In this assignment, you will examine men and women as manage…

In this assignment, you will examine men and women as managers and leaders. All of us have experienced either being managed by a man or a woman, some of us by both. Using the Argosy University online library, the Internet, and your personal experience, respond to the following questions: Write a 3–4-page paper in Word format (not counting title and references pages), citing examples using APA rules for attributing sources. Purchase the answer to view it

Title: Gender Differences in Managerial and Leadership Styles


The role of gender in managerial and leadership positions has been a subject of extensive research and analysis in the field of organizational behavior. While significant progress has been made in the past decades towards gender equality in the workplace, there are still notable differences and perceptions surrounding the styles and effectiveness of male and female managers and leaders. This paper aims to examine these differences and explore the factors that may contribute to them.

Gender Differences in Managerial Styles

One aspect often discussed when examining gender differences in managerial and leadership styles is communication. Research suggests that women tend to adopt a more participative and collaborative approach to communication, emphasizing listening skills and seeking consensus (Eagly & Johnson, 1990). In contrast, men are often perceived as more assertive and directive in their communication style (Eagly & Johannesen-Schmidt, 2001). These differences in communication styles can influence the overall management approach and team dynamics in organizations.

Another area of focus is decision-making. Studies have indicated that male managers may exhibit more task-oriented decision-making styles, emphasizing efficiency and productivity (Powell & Graves, 2003). On the other hand, female managers are often associated with a more relationship-oriented decision-making style, emphasizing collaboration and employee satisfaction (Eagly & Karau, 2002). These differences may reflect socialization patterns influenced by traditional gender roles and expectations.

Leadership Styles: Transformational vs. Transactional

When examining gender differences in leadership styles, it is essential to consider the distinction between transformational and transactional leadership. Transformational leaders inspire and motivate their followers to achieve higher levels of performance through charisma, vision, and individualized consideration (Bass & Riggio, 2006). Transactional leaders, on the other hand, rely on rewards and punishments to achieve specific goals (Bass, 1985).

Research suggests that gender differences in leadership styles tend to be more pronounced in transactional leadership than in transformational leadership. Men, particularly in stereotypically masculine domains, are often associated with transactional leadership, focusing on task-oriented goals and directive behaviors (Eagly & Carli, 2003). In contrast, women may be more inclined towards transformational leadership, emphasizing interpersonal relationships, personal growth, and collective well-being (Eagly, Johannesen-Schmidt, & Van Engen, 2003).

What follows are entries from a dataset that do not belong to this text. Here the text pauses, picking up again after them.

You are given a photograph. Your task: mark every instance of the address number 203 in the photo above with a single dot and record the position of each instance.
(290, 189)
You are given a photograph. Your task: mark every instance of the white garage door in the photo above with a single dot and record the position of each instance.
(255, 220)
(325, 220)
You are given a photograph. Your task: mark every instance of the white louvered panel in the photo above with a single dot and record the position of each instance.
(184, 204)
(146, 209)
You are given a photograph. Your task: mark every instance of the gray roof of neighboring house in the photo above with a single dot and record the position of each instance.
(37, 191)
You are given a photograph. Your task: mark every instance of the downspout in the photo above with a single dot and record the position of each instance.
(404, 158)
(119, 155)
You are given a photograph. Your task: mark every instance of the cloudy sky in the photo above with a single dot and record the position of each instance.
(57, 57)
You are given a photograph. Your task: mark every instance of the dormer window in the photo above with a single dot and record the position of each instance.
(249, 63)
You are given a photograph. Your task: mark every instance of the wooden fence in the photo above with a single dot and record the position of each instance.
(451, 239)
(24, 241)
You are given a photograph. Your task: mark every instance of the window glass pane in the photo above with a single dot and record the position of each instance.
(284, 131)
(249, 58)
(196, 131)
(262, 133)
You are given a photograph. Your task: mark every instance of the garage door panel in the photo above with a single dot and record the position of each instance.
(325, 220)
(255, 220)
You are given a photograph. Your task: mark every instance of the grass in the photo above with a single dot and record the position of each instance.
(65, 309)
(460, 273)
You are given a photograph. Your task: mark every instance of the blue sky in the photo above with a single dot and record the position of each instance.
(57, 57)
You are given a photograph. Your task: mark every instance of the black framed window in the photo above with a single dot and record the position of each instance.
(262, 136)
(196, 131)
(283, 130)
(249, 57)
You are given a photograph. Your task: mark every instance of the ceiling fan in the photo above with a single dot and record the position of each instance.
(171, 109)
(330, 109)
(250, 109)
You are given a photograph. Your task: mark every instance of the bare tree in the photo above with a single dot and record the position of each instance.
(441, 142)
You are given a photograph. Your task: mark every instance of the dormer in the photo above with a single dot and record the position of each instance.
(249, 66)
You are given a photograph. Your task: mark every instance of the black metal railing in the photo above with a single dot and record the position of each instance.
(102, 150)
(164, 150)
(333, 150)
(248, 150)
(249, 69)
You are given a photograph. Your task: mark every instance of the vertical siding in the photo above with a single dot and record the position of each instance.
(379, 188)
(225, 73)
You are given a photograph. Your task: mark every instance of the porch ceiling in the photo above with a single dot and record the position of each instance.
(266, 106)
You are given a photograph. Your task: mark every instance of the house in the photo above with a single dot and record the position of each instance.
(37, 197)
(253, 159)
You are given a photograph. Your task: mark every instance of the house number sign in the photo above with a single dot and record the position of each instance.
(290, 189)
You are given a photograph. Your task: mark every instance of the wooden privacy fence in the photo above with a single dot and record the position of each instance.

Factors Influencing Gender Differences in Managerial and Leadership Styles

Several factors contribute to gender differences in managerial and leadership styles. Firstly, societal expectations and stereotypes about gender roles can influence the behaviors and management styles individuals adopt in leadership positions. Traditional gender norms and stereotypes may influence the expectations placed on men and women, affecting their approach to management and leadership (Eagly & Carli, 2003).

Secondly, organizational culture and practices can also play a significant role. Organizations with gender-balanced leadership teams and inclusive practices are likely to foster a more diverse range of managerial styles. Conversely, organizations that adhere to traditional gender norms and exhibit discriminatory practices may perpetuate gender differences in managerial styles (Rosener, 1990).

Thirdly, individual personality traits and characteristics can influence managerial and leadership styles. While it is important to consider gender as a social construct that influences behavior, individual differences exist within gender groups. For example, some women may exhibit more directive and assertive managerial styles, while some men may adopt more collaborative and relationship-oriented leadership styles (Eagly, Karau, & Makhijani, 1995).


In conclusion, gender plays a significant role in managerial and leadership styles, with observable differences between male and female managers and leaders. Communication styles, decision-making approaches, and leadership styles can vary based on gender. These differences can be attributed to societal expectations, organizational culture, and individual differences. Organizations should strive for gender equality by fostering inclusive practices, challenging gender stereotypes, and recognizing the diversity and potential in individuals, irrespective of their gender. Further research and analysis in this area are essential to continue advancing gender equality in managerial and leadership roles.